Saturday, July 9, 2011

Caramel Praline Profiteroles

These are really decadent, even for profiteroles. Also, it was a more painful experience than expected because I burnt my hand twice on the hot caramel, and am in agony even as I type this. Other than that they turned out well, though really I was in too much pain to enjoy them. 

For the choux pastry:
1/2 cup (65 grams) all purpose flour
1/2 teaspoon granulated white sugar
1/4 teaspoon salt
1/4 cup (4 tablespoons) (60 grams) unsalted butter
1/2 cup (120 ml) water
2 large eggs, lightly beaten

Preheat oven to 200 degrees C and place rack in center of oven. Line a baking sheet with parchment paper. 
In a bowl sift together the flour, sugar and salt. Set aside. 
Place the butter and water in a heavy saucepan over medium heat and bring to a boil. Remove from heat and, with a wooden spoon or spatula, quickly add the flour mixture. Return to heat and stir constantly until the dough comes away from the sides of the pan and forms a thick smooth ball (about a minute or two). Transfer the dough to your electric mixer, or with a hand mixer, and beat on low speed a minute or two to release the steam from the dough. Once the dough is lukewarm start adding the lightly beaten eggs and continue to mix until you have a smooth thick sticky paste. Spoon or pipe 12 mounds of dough onto the baking sheet, spacing them a couple of inches apart. Beat together the egg and salt for the glaze. With a pastry brush, gently brush the glaze on the tops of the dough. 
Bake for 15 minutes and then reduce the oven temperature to 175 degrees C. Bake for a further 20 to 30 minutes or until the shells are a nice amber color and when split, are dry inside. Turn the oven off and, with the oven door slightly ajar, let the shells dry out for a further 10 - 15 minutes. Remove from oven and let cool on a wire rack. 

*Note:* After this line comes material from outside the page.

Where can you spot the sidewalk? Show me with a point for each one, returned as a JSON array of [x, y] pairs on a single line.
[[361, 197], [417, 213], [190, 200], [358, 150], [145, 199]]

For the praline filling and caramel sauce:
200 grams sugar
1/4 water
70 grams dark chocolate, melted
50 grams hazelnuts
50 grams almonds
1 cup + 2 tablespoons double cream

Ice cream to serve

Spread the hazelnuts and almond over parchment paper. Bring the sugar and water to a boil in a saucepan, and let it bubble until it becomes caramel (takes about 5 mins). Pour half of this caramel onto the hazelnuts and almonds and leave to cool. Add two spoons of double cream to the rest of the caramel and stir to make the caramel sauce.
When the nut and caramel mixture cools, split it and put it into a food processor. Add the melted chocolate and process until it becomes paste. Whip the cup of double cream until you get peaks and mix it with the praline paste for the praline filling.